Let me be clear: I'm not condemning free market capitalism here. Any economic system involving more than one participant will introduce some kind of market distortion, and the overall gains in productivity and general welfare that accrue from free markets usually outweigh the costs of the distortions, often by a huge margin. But it does seem obvious that we can make our system better in various ways, some of which I expect I'll talk about in future posts.
Talking about unemployment is further complicated, though, by some unconscious biases associated with the work ethic, which made perfect sense in a time when communities desperately needed every available hand to help out bringing in the harvest, threshing the grain, and with countless other tasks that needed to be done to ensure people wouldn't starve that winter. It was entirely appropriate to condemn idleness, when there was so much work to be done. And, to be sure, laziness is still properly considered a vice (of which I am dreadfully guilty).
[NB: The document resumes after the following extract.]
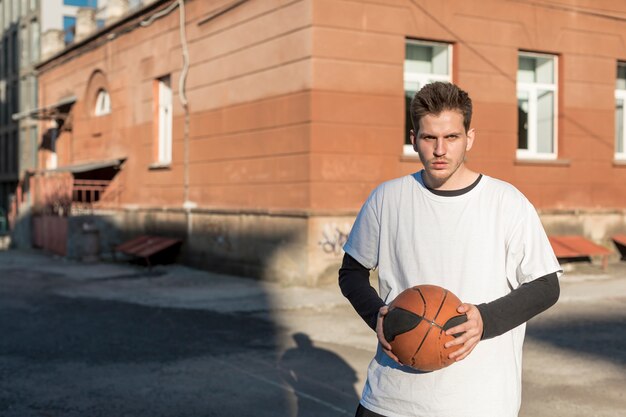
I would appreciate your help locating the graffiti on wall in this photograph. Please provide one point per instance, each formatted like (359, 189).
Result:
(334, 237)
This attitude, condemning idleness as a moral failing, is rather misplaced in our current economy, and I suspect it gets in the way somewhat when we try to think about solutions, because it attaches a stigma to unemployment that is inconsistent with the economic reality. We just don't need everyone to help out with the harvest anymore to ensure that no one starves this winter. And as the enormous growth in the labour-efficiency of agriculture spreads to manufacturing and other industries, it's actually possible in principle to support the entire population at a reasonably high standard of living on the labour of a relatively small number of people. So the historical reason for condemning idleness is now irrelevant.
That's not to say I believe a few people should support the rest of us, free of charge. That would be unfair to the few working, and bad for the freeloaders' psychological health as well. However, there's clearly something wrong when large numbers of people have only their labour to sell, and no one's buying.